Matters came to a head once more on 8 January 1778. Henley had paraded the guard at Prospect Hill fort. There were about seventy American soldiers lined up. An audience of 300 or so redcoats had watched the proceedings and began as a crowd to move closer to their custodians until they were actually pressing in on them. The incident with Corporal Reeves had evidently gone around the camp and whetted the appetite for confrontation. When the Americans tried to grab one of the Britons from the crowd, the inmates hauled him back, which produced ‘a good deal of laughing and jeering’. Henley ordered the guard to load their muskets and level them at the men just a few
feet in front. He called out that he would blow out the brains of anyone who attempted another rescue, commanding them to disperse.

The British soldiers began to trudge away from Henley’s men but not without some jeering of ‘damn Yanks’ and other insults. Nettled once more, Henley rushed forward ordering them to move faster. When his command was unheeded by the truculent soldiers he attacked them with his sword, plunging it so hard into the arm of one corporal that he bent the blade. There were further volleys of derision while Henley knelt and, comically, tried to straighten his sword blade over his knee.

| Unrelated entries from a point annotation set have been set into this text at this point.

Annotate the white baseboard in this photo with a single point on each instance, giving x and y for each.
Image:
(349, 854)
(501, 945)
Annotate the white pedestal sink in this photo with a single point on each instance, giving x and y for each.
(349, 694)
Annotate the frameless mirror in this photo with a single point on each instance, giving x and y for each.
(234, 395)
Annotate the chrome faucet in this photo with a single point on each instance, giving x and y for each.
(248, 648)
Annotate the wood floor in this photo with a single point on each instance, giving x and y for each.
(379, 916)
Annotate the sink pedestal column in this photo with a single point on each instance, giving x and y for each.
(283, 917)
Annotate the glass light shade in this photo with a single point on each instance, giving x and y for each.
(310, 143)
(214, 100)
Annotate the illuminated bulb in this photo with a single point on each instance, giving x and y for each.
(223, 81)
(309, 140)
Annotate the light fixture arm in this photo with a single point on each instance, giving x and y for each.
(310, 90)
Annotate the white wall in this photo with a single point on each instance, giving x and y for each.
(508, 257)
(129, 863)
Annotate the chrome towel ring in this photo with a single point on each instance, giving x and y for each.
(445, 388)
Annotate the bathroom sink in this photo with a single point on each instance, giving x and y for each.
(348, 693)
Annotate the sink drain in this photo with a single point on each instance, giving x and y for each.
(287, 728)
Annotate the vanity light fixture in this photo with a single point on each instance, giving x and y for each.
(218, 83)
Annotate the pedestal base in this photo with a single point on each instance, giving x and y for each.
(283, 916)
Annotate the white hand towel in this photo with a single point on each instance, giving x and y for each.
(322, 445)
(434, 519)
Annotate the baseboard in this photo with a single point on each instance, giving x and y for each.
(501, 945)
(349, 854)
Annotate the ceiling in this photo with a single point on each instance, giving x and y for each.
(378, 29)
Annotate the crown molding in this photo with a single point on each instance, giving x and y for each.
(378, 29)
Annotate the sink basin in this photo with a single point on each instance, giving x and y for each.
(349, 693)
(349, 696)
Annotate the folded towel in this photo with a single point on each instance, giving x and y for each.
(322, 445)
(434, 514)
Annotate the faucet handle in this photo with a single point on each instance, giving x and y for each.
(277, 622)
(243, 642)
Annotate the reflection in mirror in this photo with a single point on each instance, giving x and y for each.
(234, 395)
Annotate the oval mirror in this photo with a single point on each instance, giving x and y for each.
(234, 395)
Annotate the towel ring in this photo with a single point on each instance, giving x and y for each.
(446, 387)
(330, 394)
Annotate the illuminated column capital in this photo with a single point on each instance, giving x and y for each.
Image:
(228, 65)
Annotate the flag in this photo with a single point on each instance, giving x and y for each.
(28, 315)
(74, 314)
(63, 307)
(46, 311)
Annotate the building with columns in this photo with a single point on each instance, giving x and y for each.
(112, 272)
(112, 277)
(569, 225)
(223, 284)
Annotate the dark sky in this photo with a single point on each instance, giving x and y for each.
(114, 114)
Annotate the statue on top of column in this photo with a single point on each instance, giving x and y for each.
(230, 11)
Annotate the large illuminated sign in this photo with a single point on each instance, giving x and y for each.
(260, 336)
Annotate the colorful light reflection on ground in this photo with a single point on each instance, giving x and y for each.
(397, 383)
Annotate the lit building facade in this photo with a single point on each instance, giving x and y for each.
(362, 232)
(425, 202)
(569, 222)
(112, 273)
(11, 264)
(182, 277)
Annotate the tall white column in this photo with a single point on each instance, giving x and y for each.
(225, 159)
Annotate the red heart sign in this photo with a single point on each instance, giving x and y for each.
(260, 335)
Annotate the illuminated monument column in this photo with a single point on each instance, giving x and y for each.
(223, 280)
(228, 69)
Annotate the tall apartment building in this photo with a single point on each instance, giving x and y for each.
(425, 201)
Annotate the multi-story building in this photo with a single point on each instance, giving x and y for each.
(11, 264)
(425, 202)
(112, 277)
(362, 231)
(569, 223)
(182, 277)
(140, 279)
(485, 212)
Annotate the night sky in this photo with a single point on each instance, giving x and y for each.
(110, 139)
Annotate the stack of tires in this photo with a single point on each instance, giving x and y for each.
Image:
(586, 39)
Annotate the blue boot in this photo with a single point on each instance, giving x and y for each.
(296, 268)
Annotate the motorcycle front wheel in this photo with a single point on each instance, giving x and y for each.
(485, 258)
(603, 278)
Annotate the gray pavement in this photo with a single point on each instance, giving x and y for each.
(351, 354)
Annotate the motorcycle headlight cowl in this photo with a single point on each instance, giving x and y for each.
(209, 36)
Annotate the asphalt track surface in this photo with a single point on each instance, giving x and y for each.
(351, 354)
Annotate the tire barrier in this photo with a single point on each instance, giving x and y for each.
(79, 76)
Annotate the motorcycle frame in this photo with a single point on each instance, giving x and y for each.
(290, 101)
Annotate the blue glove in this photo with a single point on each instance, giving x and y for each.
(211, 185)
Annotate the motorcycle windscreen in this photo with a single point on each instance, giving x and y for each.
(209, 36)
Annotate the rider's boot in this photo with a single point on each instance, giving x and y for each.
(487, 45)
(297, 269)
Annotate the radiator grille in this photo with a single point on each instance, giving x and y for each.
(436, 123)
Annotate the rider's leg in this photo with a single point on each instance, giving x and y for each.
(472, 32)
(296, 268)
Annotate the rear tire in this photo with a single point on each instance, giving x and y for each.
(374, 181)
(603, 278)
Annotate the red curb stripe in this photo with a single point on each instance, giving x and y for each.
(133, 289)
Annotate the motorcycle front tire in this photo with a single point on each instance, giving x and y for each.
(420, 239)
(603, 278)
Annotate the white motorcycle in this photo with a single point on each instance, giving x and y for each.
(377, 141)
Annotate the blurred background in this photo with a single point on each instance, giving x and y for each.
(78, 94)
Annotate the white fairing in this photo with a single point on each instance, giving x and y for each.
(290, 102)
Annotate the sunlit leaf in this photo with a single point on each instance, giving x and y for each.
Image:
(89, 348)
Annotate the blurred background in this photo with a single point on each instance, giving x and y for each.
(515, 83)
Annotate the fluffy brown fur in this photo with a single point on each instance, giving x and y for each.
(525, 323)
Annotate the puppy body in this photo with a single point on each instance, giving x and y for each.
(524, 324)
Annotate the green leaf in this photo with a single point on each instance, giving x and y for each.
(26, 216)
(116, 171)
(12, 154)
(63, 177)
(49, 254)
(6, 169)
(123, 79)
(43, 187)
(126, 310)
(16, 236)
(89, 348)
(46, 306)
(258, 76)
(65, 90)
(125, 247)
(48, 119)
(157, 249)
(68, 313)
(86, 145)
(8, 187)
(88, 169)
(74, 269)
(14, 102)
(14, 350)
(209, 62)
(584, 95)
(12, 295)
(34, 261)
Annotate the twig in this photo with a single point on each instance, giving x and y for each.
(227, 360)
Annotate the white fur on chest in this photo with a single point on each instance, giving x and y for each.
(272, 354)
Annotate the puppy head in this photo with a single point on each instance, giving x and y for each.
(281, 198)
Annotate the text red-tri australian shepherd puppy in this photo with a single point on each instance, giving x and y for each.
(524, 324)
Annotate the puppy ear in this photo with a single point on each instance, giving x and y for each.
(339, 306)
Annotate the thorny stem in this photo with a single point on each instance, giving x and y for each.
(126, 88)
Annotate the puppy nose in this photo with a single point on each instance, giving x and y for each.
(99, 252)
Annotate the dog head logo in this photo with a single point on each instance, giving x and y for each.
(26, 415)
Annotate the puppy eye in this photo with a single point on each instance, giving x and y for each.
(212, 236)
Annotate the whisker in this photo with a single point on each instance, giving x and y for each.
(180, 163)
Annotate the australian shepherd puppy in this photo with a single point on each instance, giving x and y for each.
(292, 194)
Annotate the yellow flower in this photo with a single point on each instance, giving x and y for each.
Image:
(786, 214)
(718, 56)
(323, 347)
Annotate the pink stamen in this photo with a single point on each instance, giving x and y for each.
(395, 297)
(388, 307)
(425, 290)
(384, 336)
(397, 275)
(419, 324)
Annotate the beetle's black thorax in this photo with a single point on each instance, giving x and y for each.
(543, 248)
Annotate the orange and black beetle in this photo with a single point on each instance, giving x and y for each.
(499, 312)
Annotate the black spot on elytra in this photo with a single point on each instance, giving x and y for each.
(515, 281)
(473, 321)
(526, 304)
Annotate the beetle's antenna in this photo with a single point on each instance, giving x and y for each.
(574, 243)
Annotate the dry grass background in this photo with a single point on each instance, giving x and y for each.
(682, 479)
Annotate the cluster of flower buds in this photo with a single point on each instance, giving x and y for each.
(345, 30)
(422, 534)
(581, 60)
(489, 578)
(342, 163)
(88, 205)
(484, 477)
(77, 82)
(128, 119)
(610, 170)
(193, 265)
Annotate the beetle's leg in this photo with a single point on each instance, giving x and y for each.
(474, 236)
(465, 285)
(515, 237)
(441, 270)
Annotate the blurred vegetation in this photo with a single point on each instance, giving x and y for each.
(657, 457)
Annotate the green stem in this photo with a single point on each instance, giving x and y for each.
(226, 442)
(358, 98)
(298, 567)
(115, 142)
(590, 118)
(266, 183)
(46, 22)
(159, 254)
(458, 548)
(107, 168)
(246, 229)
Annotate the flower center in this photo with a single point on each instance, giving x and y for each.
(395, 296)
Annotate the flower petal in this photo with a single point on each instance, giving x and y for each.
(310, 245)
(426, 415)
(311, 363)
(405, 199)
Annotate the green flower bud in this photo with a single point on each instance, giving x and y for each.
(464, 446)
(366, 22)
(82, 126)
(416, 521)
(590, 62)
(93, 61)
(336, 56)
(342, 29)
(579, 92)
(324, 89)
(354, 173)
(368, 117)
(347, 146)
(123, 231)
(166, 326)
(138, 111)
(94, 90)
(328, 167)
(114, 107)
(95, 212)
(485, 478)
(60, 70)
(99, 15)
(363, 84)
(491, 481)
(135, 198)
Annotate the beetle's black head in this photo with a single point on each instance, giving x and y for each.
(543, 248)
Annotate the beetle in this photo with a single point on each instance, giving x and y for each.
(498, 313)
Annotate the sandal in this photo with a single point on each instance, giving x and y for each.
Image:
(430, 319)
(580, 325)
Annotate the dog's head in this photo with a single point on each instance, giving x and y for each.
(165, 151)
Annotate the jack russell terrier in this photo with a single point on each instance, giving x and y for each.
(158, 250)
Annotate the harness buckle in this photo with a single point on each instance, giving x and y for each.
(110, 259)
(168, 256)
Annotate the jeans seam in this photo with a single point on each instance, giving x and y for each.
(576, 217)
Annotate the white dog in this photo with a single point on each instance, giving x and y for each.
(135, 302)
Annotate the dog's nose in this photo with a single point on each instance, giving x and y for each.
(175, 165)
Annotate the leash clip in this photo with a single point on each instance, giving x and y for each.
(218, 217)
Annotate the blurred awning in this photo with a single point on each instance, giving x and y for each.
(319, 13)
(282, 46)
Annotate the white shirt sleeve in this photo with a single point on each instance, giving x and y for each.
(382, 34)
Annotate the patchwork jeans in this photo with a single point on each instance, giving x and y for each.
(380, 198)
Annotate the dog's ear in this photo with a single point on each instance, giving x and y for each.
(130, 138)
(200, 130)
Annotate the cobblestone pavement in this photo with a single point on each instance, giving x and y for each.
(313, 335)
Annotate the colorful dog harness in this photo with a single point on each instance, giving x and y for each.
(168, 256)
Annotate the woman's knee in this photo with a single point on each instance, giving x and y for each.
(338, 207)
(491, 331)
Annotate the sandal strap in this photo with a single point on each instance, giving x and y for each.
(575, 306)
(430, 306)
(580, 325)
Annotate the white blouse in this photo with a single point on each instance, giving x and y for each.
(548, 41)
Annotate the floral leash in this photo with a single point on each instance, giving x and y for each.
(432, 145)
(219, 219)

These incidents served to show that the Saratoga men were near mutiny by early 1778 but were also evidence of the lively hatred between peoples. Rank and file redcoats did not in these moments of danger adopt the officers’ language of Whig and Tory, but instead declared themselves patriots fighting for King and Country. They considered their enemies a different nation.

Following these violent incidents, which shocked even some of the people of Boston, the Americans acceded to British demands that Henley be brought to a court martial for his brutality. However, he was acquitted by his American fellow-officers.